The home affairs minister and representatives of a nationwide association of prefectural governors met Wednesday in Tokyo to exchange views on information security.

It is the first time for governors and Toranosuke Katayama, minister of public management, home affairs, posts and telecommunications, to discuss the protection of personal information in an envisioned plan to improve the efficiency of local governments through more utilization of information technology.

Katayama said he is hopeful that IT will speed up administrative procedures of local governments and that the nationwide resident registry network will serve as a foundation.

He urged the participants to explain the registry network to prefectural residents and win their support, amid concerns that the network could lead to violations of privacy and state surveillance of individuals.

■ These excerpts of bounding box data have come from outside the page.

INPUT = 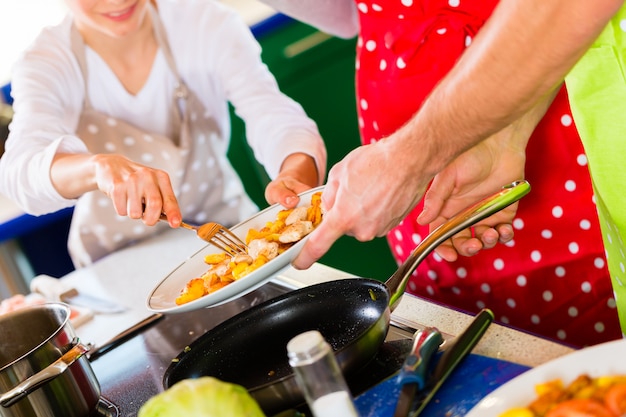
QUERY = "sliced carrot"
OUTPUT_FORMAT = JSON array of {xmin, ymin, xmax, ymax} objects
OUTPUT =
[
  {"xmin": 546, "ymin": 398, "xmax": 616, "ymax": 417},
  {"xmin": 604, "ymin": 383, "xmax": 626, "ymax": 416}
]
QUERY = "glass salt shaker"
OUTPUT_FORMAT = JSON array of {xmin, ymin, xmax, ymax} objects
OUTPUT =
[{"xmin": 287, "ymin": 330, "xmax": 358, "ymax": 417}]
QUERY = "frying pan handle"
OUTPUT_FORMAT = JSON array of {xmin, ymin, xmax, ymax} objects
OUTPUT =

The network, launched Aug. 5, is designed to streamline the use and provision of government services and allows different levels of government to access citizens’ personal data. The system encodes the basic personal data in 11-digit individual numbers.

The central government is aiming to create “electronic local governments” — online systems through which various public services are provided — during fiscal 2003 beginning next April, in which IT security of local government levels would be upgraded.

Seven governors, including Taku Kajiwara of Gifu, who heads a special committee within the National Governors’ Association on promoting IT, attended the meeting.

About 20 other local officials, including vice governors, also participated.

The six other prefectures represented in the meeting are Hokkaido, Iwate, Akita, Wakayama, Hyogo and Tottori.